89 - Évolution et révolution

Publié le par Ya Santal

DSC01467.jpg    Les injustices économiques et sociales, de tout temps, ont suscité des vocations de théoriciens rêvant à une société plus juste. La plupart d’entre eux partageaient la conviction que la révolution était la seule voie possible du changement. Leur stratégie révolutionnaire considérait que la construction d’un ordre nouveau devait s’édifier sur les ruines de l’ancienne société.
   L’échec des révolutions s’explique par une mauvaise appréciation de la réalité culturelle. Les révolutionnaires ont toujours eu de la société une vision mécaniste fondée sur le rapport de force en omettant l’importance de la complexité de l’organisation humaine et de l’inertie culturelle.
   Une organisation économique et sociale ne fonctionne pas seulement avec ses règles et une police qui veille à leur application. Elle est d’abord constituée d’individus dont la Culture leur donne des caractéristiques fonctionnelles spécifiques. À l’instar des pierres d’une cathédrale, les individus par leurs valeurs morales sont formatés pour construire des types spécifiques de sociétés. Ils ne peuvent assimiler que les règles dont le sens s’inscrit dans l’espace délimité par leurs valeurs. Toute tentative d’invention de règles ou de réformes trop innovantes ou trop éloignées de leurs us et coutumes est vouée à l’échec faute d’individus en mesure de les assimiler et de les appliquer.
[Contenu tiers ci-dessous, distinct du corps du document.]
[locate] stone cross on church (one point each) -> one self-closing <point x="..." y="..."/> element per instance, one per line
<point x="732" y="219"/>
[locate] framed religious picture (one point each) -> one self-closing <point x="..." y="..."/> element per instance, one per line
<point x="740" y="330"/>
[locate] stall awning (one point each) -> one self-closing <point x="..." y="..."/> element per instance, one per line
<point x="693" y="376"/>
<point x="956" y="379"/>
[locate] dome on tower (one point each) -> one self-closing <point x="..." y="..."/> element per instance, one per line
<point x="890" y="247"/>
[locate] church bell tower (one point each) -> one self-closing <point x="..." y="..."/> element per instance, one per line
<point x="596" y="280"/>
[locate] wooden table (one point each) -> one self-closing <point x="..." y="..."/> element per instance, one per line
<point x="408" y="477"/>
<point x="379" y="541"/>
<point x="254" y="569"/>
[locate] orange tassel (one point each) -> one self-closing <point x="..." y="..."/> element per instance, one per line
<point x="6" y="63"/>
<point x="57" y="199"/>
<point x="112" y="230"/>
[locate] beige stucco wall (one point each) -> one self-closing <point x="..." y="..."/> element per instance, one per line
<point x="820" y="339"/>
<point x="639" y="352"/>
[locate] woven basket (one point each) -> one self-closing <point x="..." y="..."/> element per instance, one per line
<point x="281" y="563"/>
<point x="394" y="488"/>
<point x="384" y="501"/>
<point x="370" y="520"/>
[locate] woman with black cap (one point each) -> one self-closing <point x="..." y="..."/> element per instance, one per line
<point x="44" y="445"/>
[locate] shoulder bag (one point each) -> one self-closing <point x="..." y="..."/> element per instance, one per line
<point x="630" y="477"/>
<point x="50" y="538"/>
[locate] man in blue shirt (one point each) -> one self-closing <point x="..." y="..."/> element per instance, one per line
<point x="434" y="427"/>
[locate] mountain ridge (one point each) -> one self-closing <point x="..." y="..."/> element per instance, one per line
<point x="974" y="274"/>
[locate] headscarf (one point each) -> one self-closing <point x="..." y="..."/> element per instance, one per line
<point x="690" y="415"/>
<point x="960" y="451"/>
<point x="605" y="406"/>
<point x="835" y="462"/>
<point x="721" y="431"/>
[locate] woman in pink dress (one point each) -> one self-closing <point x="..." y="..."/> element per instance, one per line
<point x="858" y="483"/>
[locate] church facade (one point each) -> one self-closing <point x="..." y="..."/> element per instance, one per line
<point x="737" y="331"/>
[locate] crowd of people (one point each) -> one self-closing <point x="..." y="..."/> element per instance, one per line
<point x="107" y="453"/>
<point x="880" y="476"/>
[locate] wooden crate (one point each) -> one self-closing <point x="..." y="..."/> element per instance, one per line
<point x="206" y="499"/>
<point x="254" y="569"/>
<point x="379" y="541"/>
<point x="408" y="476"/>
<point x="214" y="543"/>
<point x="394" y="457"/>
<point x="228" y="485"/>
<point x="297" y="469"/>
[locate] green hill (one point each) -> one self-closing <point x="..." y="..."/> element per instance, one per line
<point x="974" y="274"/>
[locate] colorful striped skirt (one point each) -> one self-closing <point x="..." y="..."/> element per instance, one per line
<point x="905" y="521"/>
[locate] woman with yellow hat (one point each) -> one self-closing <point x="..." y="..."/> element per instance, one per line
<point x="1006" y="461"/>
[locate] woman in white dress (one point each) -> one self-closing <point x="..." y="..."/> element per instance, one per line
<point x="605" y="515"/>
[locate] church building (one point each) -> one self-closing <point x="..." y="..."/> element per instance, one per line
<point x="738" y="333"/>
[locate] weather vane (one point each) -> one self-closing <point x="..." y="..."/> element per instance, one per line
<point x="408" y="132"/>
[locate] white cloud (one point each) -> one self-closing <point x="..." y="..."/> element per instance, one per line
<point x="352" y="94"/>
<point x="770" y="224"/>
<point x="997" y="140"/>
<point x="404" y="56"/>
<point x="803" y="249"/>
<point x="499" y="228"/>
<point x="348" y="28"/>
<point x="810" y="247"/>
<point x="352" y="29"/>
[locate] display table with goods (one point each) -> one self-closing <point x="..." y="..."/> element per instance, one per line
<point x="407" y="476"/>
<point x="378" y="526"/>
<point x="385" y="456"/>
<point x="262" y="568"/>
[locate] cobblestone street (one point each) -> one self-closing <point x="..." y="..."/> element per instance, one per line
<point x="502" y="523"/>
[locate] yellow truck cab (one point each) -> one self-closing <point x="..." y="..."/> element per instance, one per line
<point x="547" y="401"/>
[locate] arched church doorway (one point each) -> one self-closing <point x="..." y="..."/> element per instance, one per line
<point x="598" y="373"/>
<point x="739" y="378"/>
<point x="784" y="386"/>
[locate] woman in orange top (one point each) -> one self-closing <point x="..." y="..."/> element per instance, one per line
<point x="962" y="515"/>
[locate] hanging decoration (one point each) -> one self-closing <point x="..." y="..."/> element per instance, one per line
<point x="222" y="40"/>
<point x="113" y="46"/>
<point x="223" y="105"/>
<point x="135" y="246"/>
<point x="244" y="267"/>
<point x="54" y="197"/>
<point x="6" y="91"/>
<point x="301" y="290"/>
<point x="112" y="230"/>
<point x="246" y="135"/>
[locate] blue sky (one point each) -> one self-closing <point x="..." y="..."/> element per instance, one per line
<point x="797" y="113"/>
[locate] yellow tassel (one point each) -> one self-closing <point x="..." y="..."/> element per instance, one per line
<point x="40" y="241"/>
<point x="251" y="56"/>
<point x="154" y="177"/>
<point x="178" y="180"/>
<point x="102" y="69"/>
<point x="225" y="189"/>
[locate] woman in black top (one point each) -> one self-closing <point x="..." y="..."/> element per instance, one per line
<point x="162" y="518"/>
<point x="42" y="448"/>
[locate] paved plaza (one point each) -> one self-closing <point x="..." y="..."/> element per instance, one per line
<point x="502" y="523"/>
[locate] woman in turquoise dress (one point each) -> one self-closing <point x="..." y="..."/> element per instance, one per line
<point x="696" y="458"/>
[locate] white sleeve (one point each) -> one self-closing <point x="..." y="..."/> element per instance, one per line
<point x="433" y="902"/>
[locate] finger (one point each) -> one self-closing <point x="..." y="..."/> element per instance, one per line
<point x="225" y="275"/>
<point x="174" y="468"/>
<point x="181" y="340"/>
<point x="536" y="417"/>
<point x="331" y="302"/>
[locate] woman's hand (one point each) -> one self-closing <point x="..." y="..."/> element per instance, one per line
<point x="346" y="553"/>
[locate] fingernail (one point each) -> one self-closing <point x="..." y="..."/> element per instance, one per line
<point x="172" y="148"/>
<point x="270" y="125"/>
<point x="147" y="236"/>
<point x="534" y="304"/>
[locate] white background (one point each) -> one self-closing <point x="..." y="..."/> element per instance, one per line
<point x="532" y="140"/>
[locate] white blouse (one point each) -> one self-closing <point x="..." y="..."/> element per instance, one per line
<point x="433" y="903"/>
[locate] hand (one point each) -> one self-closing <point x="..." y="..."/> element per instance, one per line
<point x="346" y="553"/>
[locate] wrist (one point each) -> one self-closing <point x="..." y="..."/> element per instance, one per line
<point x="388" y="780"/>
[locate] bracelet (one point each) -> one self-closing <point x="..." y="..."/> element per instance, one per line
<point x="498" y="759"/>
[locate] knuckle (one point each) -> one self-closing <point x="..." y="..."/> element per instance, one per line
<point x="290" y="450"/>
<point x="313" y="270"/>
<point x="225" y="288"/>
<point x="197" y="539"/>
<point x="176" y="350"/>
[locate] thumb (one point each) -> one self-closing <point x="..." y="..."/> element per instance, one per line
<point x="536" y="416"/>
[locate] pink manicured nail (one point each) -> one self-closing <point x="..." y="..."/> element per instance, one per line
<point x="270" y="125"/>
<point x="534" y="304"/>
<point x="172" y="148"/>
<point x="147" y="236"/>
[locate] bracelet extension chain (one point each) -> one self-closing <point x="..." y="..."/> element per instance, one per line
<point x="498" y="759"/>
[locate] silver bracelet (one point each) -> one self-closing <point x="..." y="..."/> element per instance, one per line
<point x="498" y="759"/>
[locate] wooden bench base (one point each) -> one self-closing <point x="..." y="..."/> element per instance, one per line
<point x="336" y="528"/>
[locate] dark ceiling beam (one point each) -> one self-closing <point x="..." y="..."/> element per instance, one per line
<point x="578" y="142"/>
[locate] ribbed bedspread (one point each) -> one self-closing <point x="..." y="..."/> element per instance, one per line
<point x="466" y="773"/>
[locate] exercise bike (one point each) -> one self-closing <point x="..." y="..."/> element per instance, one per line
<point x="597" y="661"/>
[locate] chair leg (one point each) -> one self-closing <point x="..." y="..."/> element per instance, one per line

   Les valeurs stabilisent les sociétés dans le temps. Leur force d’agrégation sociale s’observe dans leur capacité à sceller les groupes et à les rendre difficilement perméables à leur mélange. Quand ces valeurs sont très différentes de celles de la Morale de la vie, ces sociétés  fermées aux influences extérieures souffrent d’une incapacité à évoluer du fait de la rigidité de leur tradition.
   Cette inertie culturelle est aussi très visible dans le cas des révolutions pacifiques que nous connaissons aujourd’hui. Une organisation spontanée qui se dit révolutionnaire reflète en réalité un espoir de valeurs nouvelles sans que les valeurs de la culture de sa population soient changées. Les révolutions libérales des anciennes républiques communistes, ont toujours déçu dans les premières années. Après l’instauration de la démocratie, ces pays sont restés communistes avec une organisation et une administration bétonnée dans des valeurs et des mentalités qu’aucune révolution ne saurait affecter sur une courte période.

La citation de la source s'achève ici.